Limitations & Future Work

  • The framework cannot handle operators with \(\sqrt{x}\) (LayerNorm) or \(e^{1/x}\) (multi-layer attention composition) due to branch points or essential singularities; improvements would require extending \(F_i\) to specific regions of \(\mathbb C^d\).
  • Laws are based on continuous-time Euclidean gradient flow; in discrete SGD, they are only "approximately conserved," with constant step sizes leading to linear error accumulation. Further validation is needed for real-world large-scale training (momentum, adaptive optimizers, various regularizations).
  • FFN analysis is limited to a single hidden layer; characterization for multi-layer stacks remains unsolved.
  • Future Direction: Refining singularity analysis to cover LayerNorm and deep Transformers is a critical step toward "whole-network" characterization.
  • vs Marcotte et al. (2023/2024): They used Lie algebra for shallow linear/ReLU nets, ICNNs, NMF, and momentum dynamics.

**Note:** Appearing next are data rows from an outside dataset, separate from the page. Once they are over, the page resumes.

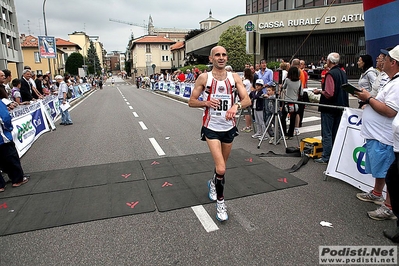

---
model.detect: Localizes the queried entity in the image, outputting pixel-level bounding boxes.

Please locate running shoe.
[356,191,384,205]
[367,204,397,221]
[252,133,262,139]
[208,179,216,201]
[216,200,229,222]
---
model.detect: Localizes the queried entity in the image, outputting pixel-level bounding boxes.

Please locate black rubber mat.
[143,149,307,212]
[0,181,155,235]
[0,149,306,235]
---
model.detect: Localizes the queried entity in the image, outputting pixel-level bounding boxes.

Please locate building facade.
[186,0,365,77]
[0,0,23,76]
[129,35,175,77]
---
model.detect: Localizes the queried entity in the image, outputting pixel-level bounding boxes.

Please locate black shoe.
[383,227,399,243]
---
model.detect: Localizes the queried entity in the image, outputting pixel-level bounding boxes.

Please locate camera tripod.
[258,93,287,149]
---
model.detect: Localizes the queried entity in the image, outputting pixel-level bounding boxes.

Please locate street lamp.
[43,0,51,73]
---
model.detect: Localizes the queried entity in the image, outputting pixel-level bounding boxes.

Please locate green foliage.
[65,53,83,75]
[184,29,205,41]
[218,25,254,71]
[86,41,101,75]
[180,65,208,73]
[267,62,280,70]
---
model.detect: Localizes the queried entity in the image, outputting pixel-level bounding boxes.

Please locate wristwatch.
[235,103,242,110]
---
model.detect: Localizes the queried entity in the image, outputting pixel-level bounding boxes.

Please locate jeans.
[385,152,399,227]
[58,99,72,124]
[320,112,342,161]
[0,142,24,188]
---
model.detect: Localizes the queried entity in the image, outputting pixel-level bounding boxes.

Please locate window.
[33,52,42,63]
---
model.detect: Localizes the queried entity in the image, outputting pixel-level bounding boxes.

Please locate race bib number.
[211,94,231,117]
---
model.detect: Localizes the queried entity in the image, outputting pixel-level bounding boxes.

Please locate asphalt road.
[0,78,395,266]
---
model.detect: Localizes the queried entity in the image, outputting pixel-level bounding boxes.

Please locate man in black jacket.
[313,53,349,164]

Ours adopts complex analysis and PDE reduction, covering GELU/SiLU/SwiGLU, MHA, RoPE, and MoE, which is better suited for non-polynomial and gated structures.
  • vs Marcotte et al. (2025): They extended the framework to ResNet and Transformers but only for single-head attention, leaving multi-head as an open problem. Ours proves the multi-head attention laws are fully characterized by \(Q_i^\top Q_i-K_i^\top K_i\) and \(V_i^\top V_i-O_i^\top O_i\), directly solving the open problem and providing results for RoPE and MoE gating.

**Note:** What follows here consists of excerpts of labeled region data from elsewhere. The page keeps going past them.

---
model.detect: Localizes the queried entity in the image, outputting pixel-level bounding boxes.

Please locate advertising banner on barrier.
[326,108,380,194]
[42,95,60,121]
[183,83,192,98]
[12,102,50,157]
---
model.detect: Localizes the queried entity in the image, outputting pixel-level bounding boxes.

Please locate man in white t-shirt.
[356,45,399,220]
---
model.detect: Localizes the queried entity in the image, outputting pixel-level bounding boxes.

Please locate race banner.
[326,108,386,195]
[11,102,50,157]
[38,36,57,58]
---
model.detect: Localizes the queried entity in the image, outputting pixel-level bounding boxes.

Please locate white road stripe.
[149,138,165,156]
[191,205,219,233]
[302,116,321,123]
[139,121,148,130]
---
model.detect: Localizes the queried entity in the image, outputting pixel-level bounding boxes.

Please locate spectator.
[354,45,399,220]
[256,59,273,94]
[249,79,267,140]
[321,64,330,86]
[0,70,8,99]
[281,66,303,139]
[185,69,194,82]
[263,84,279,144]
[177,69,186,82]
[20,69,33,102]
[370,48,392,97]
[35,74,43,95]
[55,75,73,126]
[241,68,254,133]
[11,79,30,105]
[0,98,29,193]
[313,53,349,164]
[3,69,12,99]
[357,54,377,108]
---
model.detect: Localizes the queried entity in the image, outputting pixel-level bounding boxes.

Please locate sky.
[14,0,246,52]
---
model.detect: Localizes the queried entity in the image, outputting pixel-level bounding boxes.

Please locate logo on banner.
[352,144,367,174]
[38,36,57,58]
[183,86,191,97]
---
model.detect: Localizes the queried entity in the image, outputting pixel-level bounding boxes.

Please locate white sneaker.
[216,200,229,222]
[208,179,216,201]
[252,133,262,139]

  • vs Kunin et al. (2021) / Zhang et al. (2025), etc.: These works found many specific invariants but lacked completeness proofs. The value of Ours lies in "exhaustiveness"—proving the listed invariants are all that exist.

Rating

  • Novelty: ⭐⭐⭐⭐⭐ Uses complex analysis reduction to generalize conservation laws to modern architectures with completeness guarantees, solving open problems.
  • Experimental Thoroughness: ⭐⭐⭐⭐ Validates conservation error scaling across domains and architectures; however, lacks quantification of deviation in massive-scale training.
  • Writing Quality: ⭐⭐⭐⭐⭐ Clear intuition through toy examples; theorems and proof sketches are well-structured; honest about limitations.
  • Value: ⭐⭐⭐⭐ High theoretical value by providing reusable tools and complete conclusions for implicit bias research; direct application is more indirect.